From the blog: ON ART AND AESTHETICS |
I started thinking about the inability for the organization to improve their agile maturity when fellow agilest David Koontz posted an article from the Harvard Business review about the failure of digital transformation at many firms. It opened my eyes. I then noticed a new book published by the author Nassim Nicholas Taleb called “Skin in the Game,” about the uneven relationships we create in the labor market. The most telling passage was the following.
“True, a contractor has a downside, a financial penalty that can be built into the contract, in addition to reputational costs. But consider that an employee will always have more risk. And conditional on someone being an employee, such a person will be risk-averse. By being employees they signal a certain type of domestication.”
In short, being an employee of a large company creates people afraid of risk and rocking the boat. The company through its leadership and culture incentivizes particular behavior. The employee trades their skills and dependability in exchange for a paycheck. It creates situations where conscientious people tolerate ignorance and inefficiency because they say, “…that is how we have always done it.” Thanks to this submissiveness large firms stagnate and die.

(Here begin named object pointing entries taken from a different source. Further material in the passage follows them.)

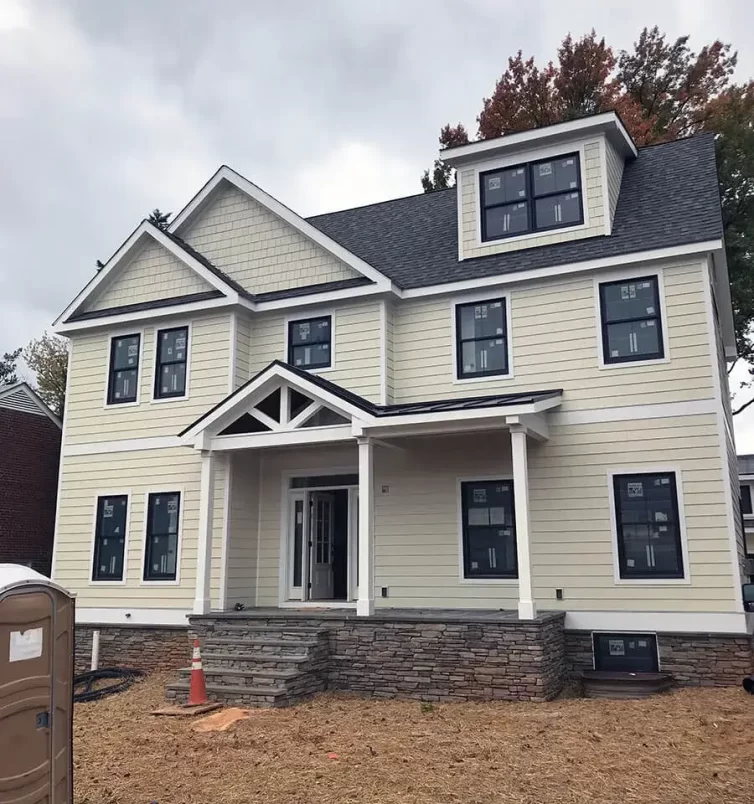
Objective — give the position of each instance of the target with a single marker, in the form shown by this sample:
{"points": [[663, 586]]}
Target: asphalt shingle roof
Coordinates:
{"points": [[669, 197]]}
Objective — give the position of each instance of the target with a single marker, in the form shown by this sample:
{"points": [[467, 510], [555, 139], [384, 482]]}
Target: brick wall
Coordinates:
{"points": [[715, 660], [147, 648], [29, 460]]}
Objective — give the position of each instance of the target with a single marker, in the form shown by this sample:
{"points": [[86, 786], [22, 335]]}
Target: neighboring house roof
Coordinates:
{"points": [[19, 396], [429, 406], [669, 197]]}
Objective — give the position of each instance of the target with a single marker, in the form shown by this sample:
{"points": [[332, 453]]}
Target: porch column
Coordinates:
{"points": [[365, 602], [204, 547], [527, 609]]}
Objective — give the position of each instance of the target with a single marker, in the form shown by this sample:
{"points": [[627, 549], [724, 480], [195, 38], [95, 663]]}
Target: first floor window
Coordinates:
{"points": [[631, 323], [648, 526], [163, 511], [310, 342], [489, 529], [170, 368], [123, 376], [110, 538], [481, 339]]}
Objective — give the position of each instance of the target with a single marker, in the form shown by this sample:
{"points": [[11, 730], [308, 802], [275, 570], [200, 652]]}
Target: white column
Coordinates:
{"points": [[365, 601], [527, 609], [204, 551]]}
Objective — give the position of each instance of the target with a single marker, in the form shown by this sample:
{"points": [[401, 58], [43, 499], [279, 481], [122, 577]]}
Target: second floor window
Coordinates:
{"points": [[161, 557], [171, 360], [310, 342], [110, 538], [648, 526], [531, 198], [481, 339], [123, 379], [631, 323]]}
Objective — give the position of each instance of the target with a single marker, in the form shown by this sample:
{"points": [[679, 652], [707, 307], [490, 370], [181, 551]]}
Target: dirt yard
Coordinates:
{"points": [[689, 747]]}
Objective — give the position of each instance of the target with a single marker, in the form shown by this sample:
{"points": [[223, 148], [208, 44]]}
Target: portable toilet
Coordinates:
{"points": [[36, 688]]}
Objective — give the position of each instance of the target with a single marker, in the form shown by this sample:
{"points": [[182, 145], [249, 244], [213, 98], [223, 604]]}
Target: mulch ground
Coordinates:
{"points": [[688, 747]]}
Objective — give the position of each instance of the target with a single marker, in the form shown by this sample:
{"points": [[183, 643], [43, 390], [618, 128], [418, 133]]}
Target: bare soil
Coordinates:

It also explains to me why agile coaches are contractors. In the words of Ken Schwaber, agile holds a mirror up to an organization. Many organizations are not equipped professionally or psychologically to look at that reflection because they would see the incentives they have created are perverse and the services they offer are not meeting customer needs. It is like being in the Jean-Paul Sartre novel “Nausea.” The world we know crumbles away, and we see the disorienting reality of how things are working. Confronted with this we have three choices:
- Wallow in despair and impotence
- Ignore the truth and pretend nothing has happened
- Take action and try to make change
The modern corporation incentivizes employees to make the first two choices. Those who choose the third option either quit or the company fires them.
So as a scrum master or agile coach we are stuck making a change at the margins and moving on when we cannot do anymore. The global economy continues to spin, and nothing seems to change. It is easy to get discouraged, but the size and diversity of the agile reformation continue to grow. According to Scrum.org, over 100,000 people are trained at Scrum. Figures from the Agile Alliance and Scrum Alliance are harder to come by, but eighteen years ago the manifesto began with fifteen people in a ski lodge. The growth of the movement has been increasing and today’s consultants and practitioners will become tomorrow’s managers, directors, and executives. It is a matter of time, and the Agile reformation will be driving reform inside the business establishment.
So perverse incentives prevent businesses from being more innovative and agile. The good news is the agile reformation is growing and with this growth will come increasing acceptance. It will not be easy, but it will be worth it.